Donc, on fait de petites activités pour rassembler nos éléments. Par exemple, on a perdu un des nôtres en 2008 qui était allé à la retraite en 1953. Il a été sergent dans l’armée française. C’est dire qu’il a fait 55 ans de retraite. Un autre est décédé récemment à 94 ans. Il est né en 1916 à Rambo aux environs de Ouahigouya dans la région du Nord. Quand nous y étions pour l’enterrement, on nous a signalé qu’il y en a un à Gourcy, âgé de plus de 100 ans.

Sincèrement, si on pouvait tout faire pour découvrir ce monsieur, non seulement ça nous fera plaisir, mais aussi à l’ambassade de France qui nous avait demandé de tout faire pour retrouver nos vieux qui sont encore vivants. Le plus souvent, ces anciens combattants cachés dans la nature ne savent pas qu’ils peuvent s’adresser à nous. De notre côté, nous ne savons pas où ils sont. L’un dans l’autre, on est coincé. On souhaiterait que les hommes de presse créent des rubriques afin de nous aider à retrouver ces gens.

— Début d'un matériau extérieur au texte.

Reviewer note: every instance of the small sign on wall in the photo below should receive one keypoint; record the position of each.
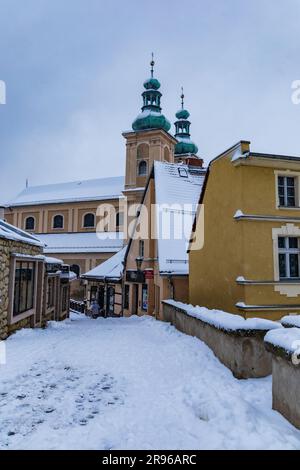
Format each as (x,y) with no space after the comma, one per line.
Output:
(149,274)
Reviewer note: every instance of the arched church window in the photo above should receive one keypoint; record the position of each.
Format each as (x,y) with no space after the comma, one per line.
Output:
(89,220)
(142,168)
(30,223)
(58,221)
(75,268)
(119,219)
(143,152)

S. : Quelle(s) relation (s) entretenez-vous avec l’Association nationale des retraités du Burkina Faso (ANRBF).

S.K. : En fait, il n’y a pas une grande différence entre notre association et l’ANRBF. La seule nuance est que les retraités militaires peuvent prendre une carte de retraité civile du fait que le militaire à la retraite regagne la vie civile d’une façon ou d’une autre. Par contre, les civils ne peuvent pas être membres de notre structure. Après tout, on mène beaucoup d’activités ensemble.

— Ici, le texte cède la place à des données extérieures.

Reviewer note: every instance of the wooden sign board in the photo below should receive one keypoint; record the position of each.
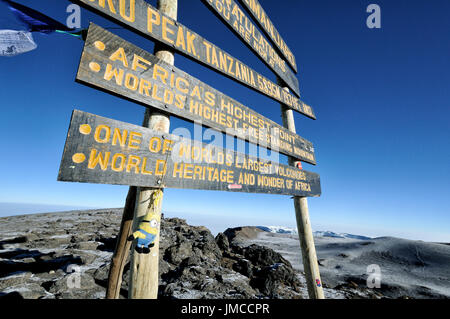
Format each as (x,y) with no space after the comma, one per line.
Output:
(141,17)
(260,16)
(118,67)
(105,151)
(237,21)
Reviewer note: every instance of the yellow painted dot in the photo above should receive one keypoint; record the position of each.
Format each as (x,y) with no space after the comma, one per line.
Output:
(85,129)
(94,66)
(99,45)
(78,158)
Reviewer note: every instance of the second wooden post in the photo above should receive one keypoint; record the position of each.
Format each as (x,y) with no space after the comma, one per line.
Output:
(144,270)
(309,256)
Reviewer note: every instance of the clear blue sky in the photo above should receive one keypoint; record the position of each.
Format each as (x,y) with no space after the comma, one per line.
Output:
(382,100)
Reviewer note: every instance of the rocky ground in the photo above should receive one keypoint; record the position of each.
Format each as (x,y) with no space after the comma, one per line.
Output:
(67,255)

S. : Les anciens combattants et militaires à la retraite sont-ils tous affiliés à la CARFO ?

S.K. : Les anciens combattants ne sont pas affiliés à la CARFO, mais les militaires à la retraite le sont. Cela s’explique par le fait que les anciens combattants sont payés par la paierie de France. Mais, les anciens combattants qui, en plus de la pension française, bénéficient d’une pension militaire du Burkina sont affiliés à la CARFO. C’est-à-dire que la CARFO ne gère que ceux qui ont la pension burkinabè (ou voltaïque).

S. : Est-il aisé d’être un militaire à la retraite ?

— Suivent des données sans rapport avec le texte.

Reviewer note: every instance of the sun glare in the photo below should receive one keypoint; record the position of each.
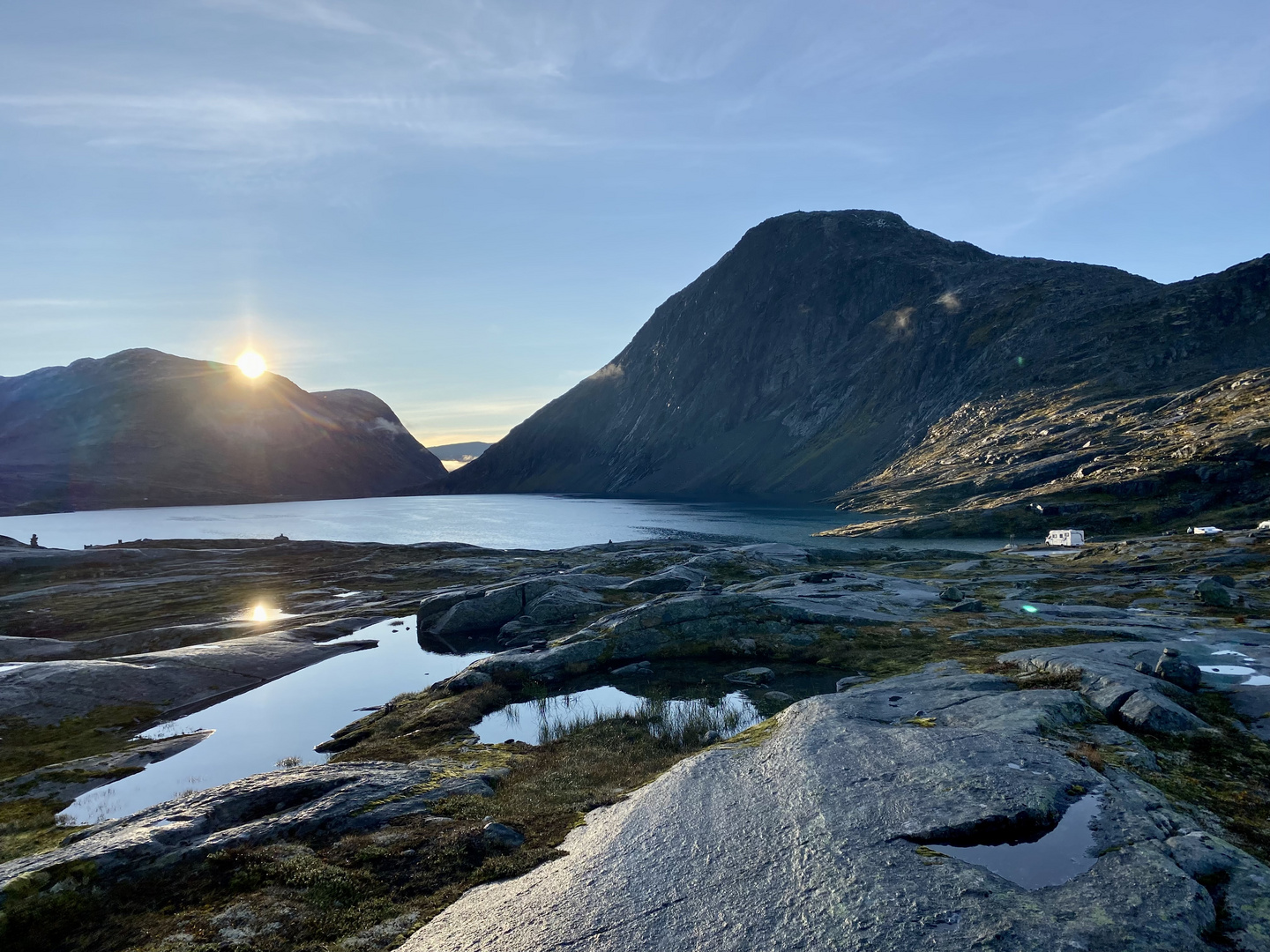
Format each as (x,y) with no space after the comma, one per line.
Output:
(251,363)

S.K. : Non. Pour la simple raison que les pensions ne suffisent pas. Je ne sais pas comment elles sont calculées, mais quand on passe de l’activité à la retraite, l’avoir est presque sectionné en deux.

Si déjà en activité on tire le diable par la queue, à la retraite on ne voit même plus cette queue. Moi je suis commandant-pilote à l’armée de l’air à la retraite. Ma seule chance est que je ne fume pas, ne bois pas, ne chique pas et ne croque pas. Je peux passer un mois sans 200 F CFA en poche, mais ça ne me dit rien. J’estime que c’est ce qui fait que je suis toujours en forme malgré mon âge. C’est vraiment un don de Dieu pour un militaire. J’ai fait 35 ans de service dans l’armée.

Je suggère que les pensions soient revues à la hausse. Surtout à la retraite, la charge militaire qui est un avantage pour lui quand il est en activité, est amputée. Si on ne s’en sort pas avec un salaire mensuel, ce n’est pas celui versé trimestriellement qui pourra résoudre les problèmes. Vous comprenez un peu le calvaire de bon nombre de gens à la retraite.

S. : Avez-vous souvent la nostalgie des champs de bataille ?

S.K. : La nostalgie, je n’en ai pas assez. J’étais pilote et quand vous sentez des balles passées à côté des ailes de l’avion, il faut vite atterrir, sinon l’avion prend feu. Ceux qui ont la nostalgie ne sont pas très nombreux et c’est peut-être ceux qui n’ont pas combattu sur le terrain.

S. : Percevez-vous néanmoins régulièrement votre pension ?

S.K. : La plupart des anciens combattants perçoivent régulièrement la pension. Malheureusement, dans certains endroits, les pensions sont volées. Je ne citerai pas de nom, mais le plus souvent, elles n’arrivent pas à leurs destinataires.

C’est vraiment dommage. En effet, il y a des parents qui viennent prendre les pensions par procuration et le vieux ou la vieille, resté au village, ne perçoit aucun copec. Il y en a aussi qui touchent les pensions et ne les reversent pas intégralement aux intéressés. C’est même un réseau bien organisé qui s’adonne à cette sale besogne. Le phénomène perdure parce que si les voleurs remettent les pensions actuellement à leurs bénéficiaires, ils seront découverts. Raison pour laquelle, ils continuent de détourner les pensions. Nous voulons que la presse nous aide à dénoncer cela.